说完,马维远一愣,接着哈哈笑了,“对,有缘自会相见,你这小姑娘就是和我的脾性。这茶是你带来的吧,能让我尝尝吗?”
“本来就是带给您的。”苏青的态度乖巧,而不见怯意
“你们这挺像回事的,整的是功夫茶,要不,苏青,让伯父尝尝你的手艺。”
苏青点点头,坐到茶桌后,重新烧水,洗杯,温壶,装茶,润茶,冲泡,浇壶,温杯,运壶,倒茶,一套程序做下来自然流畅,犹如高山流水,绵绵流长,看得众人如痴如醉,再加上苏青独有的清冷淡雅气质,众人仿若处在高山之巅,闻着茶香,俯瞰天下,笼罩在神清气爽,心旷神怡的意境中。
“好了,请各位品茶。”苏青缓缓放下茶具,也拿起一只杯子,细细品味。
众人闻言,这才如梦初醒般。
马维远和后面的三位陪同人员,纷纷端起面前的杯子,细细品着。
“闻起来香,喝起来更是香醇可口,苏青,这茶也是你自己制的?”放下茶杯,马维远问道。见苏青点头,转头看向一旁的人。“老庞,这茶不错吧。”
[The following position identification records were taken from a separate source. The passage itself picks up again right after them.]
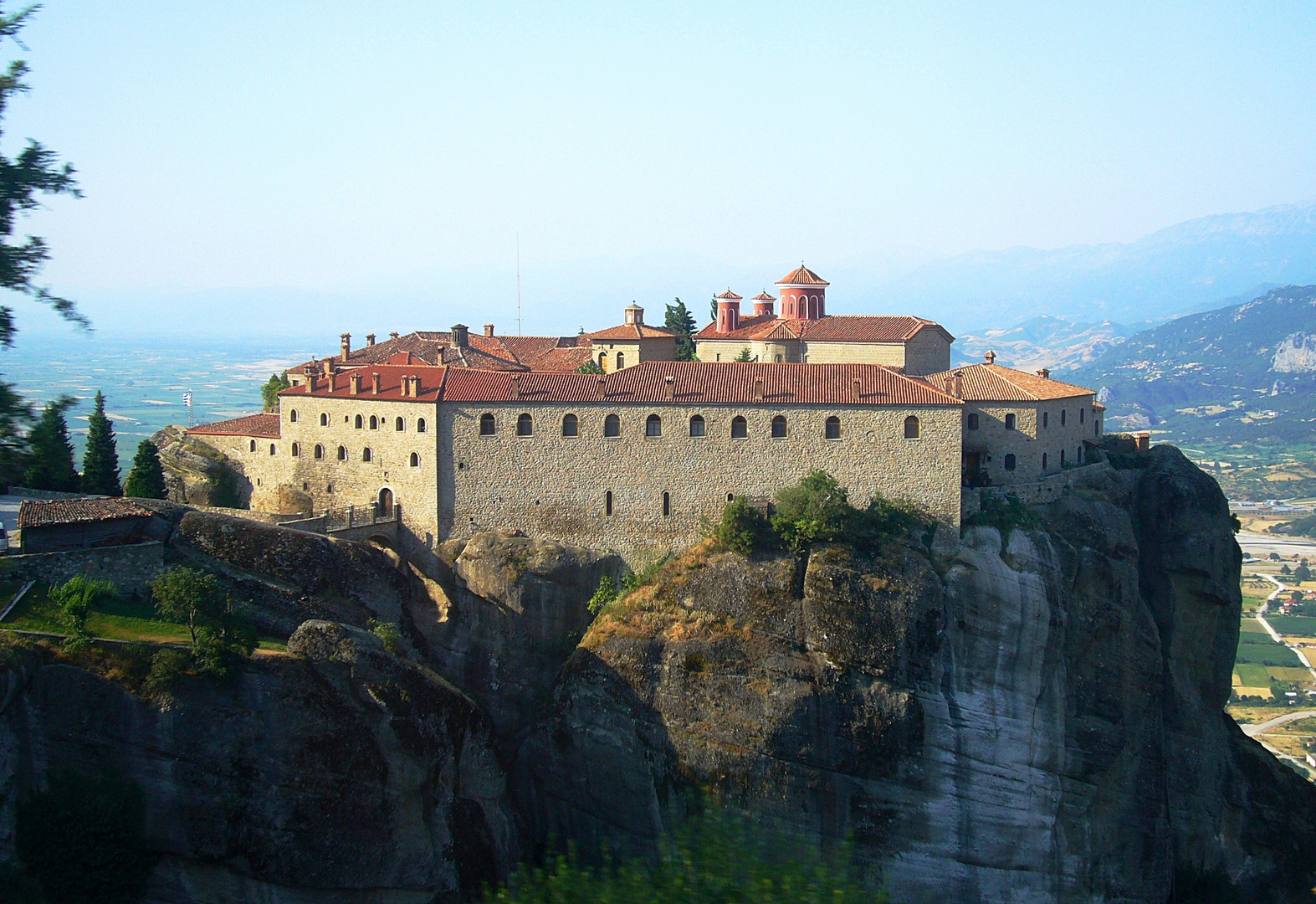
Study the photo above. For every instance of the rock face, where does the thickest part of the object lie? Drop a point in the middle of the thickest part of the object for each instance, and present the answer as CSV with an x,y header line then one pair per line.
x,y
337,774
1026,717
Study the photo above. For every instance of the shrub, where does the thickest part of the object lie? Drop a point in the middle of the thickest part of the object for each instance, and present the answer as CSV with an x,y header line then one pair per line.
x,y
83,839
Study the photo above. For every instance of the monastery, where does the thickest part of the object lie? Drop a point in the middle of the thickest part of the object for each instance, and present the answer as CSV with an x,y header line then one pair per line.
x,y
459,432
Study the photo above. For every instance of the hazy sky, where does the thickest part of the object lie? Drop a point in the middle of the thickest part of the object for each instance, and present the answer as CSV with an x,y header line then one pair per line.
x,y
333,147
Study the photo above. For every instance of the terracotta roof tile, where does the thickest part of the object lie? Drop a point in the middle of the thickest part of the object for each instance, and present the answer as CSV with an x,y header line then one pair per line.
x,y
36,513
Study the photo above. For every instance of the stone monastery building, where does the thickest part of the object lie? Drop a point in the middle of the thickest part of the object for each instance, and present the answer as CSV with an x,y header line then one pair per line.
x,y
463,433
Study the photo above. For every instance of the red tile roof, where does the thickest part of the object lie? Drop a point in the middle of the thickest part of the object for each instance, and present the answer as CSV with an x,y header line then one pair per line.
x,y
801,275
33,513
252,425
999,383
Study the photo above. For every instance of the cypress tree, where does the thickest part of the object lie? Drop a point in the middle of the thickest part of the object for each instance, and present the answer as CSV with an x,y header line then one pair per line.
x,y
50,455
146,480
100,458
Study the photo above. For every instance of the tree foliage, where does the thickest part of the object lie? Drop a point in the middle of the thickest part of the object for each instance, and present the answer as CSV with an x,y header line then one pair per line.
x,y
100,457
50,455
146,478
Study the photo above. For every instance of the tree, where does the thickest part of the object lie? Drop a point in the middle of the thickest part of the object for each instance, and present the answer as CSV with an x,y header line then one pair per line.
x,y
50,455
100,458
146,480
682,322
33,172
273,387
“不错,真真的不错,喝了这么些年的茶,算是白喝了。”老庞不住地点头。
“苏青,伯父吃了你不少的东西,再空手拿,这老脸就挂不住了,你这两罐,我给你拿六千块意思意思,你别推辞,这茶可远远不止这个价,你一定要收下。”
苏青推辞不过,只得接下了钱。
同来的那三人每人要了一罐,也放了钱。
马维远临走前再三嘱咐苏青有时间到家里去。
等人走了,房间紧张的气氛才缓和下来,众人这才敢大声说话,不过最后他们也都按每罐三千块给了苏青。
这趟聚会,收获不少,光茶叶就售出二十罐。人民币合计六万元,果然,还是这帮人有钱,掏钱都不带多看一眼的。
这几天,苏青明显感觉到,体内灵力汹涌澎湃,似有不受控制之兆,心情也跟着莫名的烦躁不安,似乎有什么事情将要发生。